Customs and law no longer decide what the women of Azerbaijan will wear.  However, after the collapse of Soviet communism within Azerbaijan, the reentry of religious values into the country has made its way into the decision-making process of younger women’s attire.  Nonetheless, women are mostly free to wear a hijab (head scarf) or look to the monument in Baku of a woman discarding her veil and do the same.

Although women’s clothing in Azerbaijan is not a contested issue, the subject of women in the workforce remains a hot discussion topic.  In 2006, Azerbaijan passed a law on gender equality, defining gender-based discrimination as “any distinction, exclusion or restriction, exercised on the basis of gender, including sexual harassment.”  However, Azerbaijani officials rarely enforce these laws or inform women of such decrees-especially in a post-Soviet Azerbaijan.

If an Azerbaijani woman decides that homemaking is not a suitable career, her acceptable alternatives are typically teaching and nursing.  Even if a woman does enter the workforce, the household and family remain her number one priority.  Azeri women typically marry early, leaving them a small time frame to enter into a career and ensuring that they will likely experience the double day.  Female teachers in Azeri schools often skip class to look after guests or leave school early for a trip to the bazaar (market).

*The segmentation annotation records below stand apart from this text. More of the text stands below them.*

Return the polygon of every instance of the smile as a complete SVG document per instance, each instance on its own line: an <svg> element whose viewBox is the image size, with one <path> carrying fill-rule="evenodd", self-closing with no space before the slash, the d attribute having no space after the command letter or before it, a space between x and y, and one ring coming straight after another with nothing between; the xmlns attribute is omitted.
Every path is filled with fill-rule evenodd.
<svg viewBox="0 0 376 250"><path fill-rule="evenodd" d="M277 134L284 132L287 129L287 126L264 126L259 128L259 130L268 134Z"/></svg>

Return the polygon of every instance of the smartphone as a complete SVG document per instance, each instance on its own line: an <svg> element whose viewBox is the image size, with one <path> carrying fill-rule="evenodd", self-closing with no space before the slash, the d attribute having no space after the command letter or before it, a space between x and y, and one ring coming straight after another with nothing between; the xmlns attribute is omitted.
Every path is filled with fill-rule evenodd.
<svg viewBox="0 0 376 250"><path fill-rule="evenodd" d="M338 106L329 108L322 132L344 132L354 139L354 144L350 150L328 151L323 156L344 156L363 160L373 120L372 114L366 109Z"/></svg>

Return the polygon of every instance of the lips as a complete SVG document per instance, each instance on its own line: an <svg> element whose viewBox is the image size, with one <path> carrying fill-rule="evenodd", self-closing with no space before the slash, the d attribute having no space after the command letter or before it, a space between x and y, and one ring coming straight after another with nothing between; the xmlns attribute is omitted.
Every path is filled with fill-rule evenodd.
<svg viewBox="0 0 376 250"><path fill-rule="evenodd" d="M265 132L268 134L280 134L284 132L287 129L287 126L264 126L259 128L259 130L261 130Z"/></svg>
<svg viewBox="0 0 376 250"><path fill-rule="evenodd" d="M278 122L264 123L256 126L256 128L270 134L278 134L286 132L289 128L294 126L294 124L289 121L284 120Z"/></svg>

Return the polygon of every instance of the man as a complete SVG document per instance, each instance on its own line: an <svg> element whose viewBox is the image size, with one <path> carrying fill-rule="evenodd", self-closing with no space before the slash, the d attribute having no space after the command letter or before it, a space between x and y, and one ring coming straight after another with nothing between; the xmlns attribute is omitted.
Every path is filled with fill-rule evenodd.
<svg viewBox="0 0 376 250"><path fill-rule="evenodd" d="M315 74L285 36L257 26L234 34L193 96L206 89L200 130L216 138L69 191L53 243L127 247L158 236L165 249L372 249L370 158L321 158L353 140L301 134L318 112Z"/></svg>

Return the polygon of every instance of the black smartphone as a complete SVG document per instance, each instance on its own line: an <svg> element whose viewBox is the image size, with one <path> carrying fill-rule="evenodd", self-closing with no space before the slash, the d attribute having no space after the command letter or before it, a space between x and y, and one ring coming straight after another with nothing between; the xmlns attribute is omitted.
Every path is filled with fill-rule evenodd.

Before becoming a married woman, an Azeri woman must have a family accept the potential groom.  Americans often refer to the act of a man asking a father for his daughter’s hand in marriage as “old fashioned” or “traditional,” whether they like or dislike the custom.  The Azeri culture has created a way to make this process less painless for the groom and his family; they will serve unsweetened tea to spare the male’s family humiliating rejection if they deny his marriage proposal. If the tea is sweet, the couple may marry.  If the ultimate decision to allow my significant other to marry me rested in the hands of my father, I am sure I would prefer to have the meeting with this Azeri custom.

Statistical findings from the Caucasus Research Resource Center show that the Azeri population’s attitudes towards gender equality seem a bit ambiguous.  Many people express traditional attitudes about gender roles, division of labor and participation of men and women in domestic and public life.  Yet, much of the population also thinks gender equality has already been mostly achieved.  This indicates that the perception of gender equality differs from the actual distribution of gender roles.  Gender equality and gender roles are a popular topic among anthropologists, social scientists, and many non-academics.  Sometimes, what we think is oppressive or too liberating might be thought of as the opposite in another culture.  Azerbaijan’s gender roles may seem quite divided to many people and to some of the Azerbaijani population; however, laws and cultural groups exist today that share the common goal of pursuing gender equality, in its cultural context, within Azerbaijan.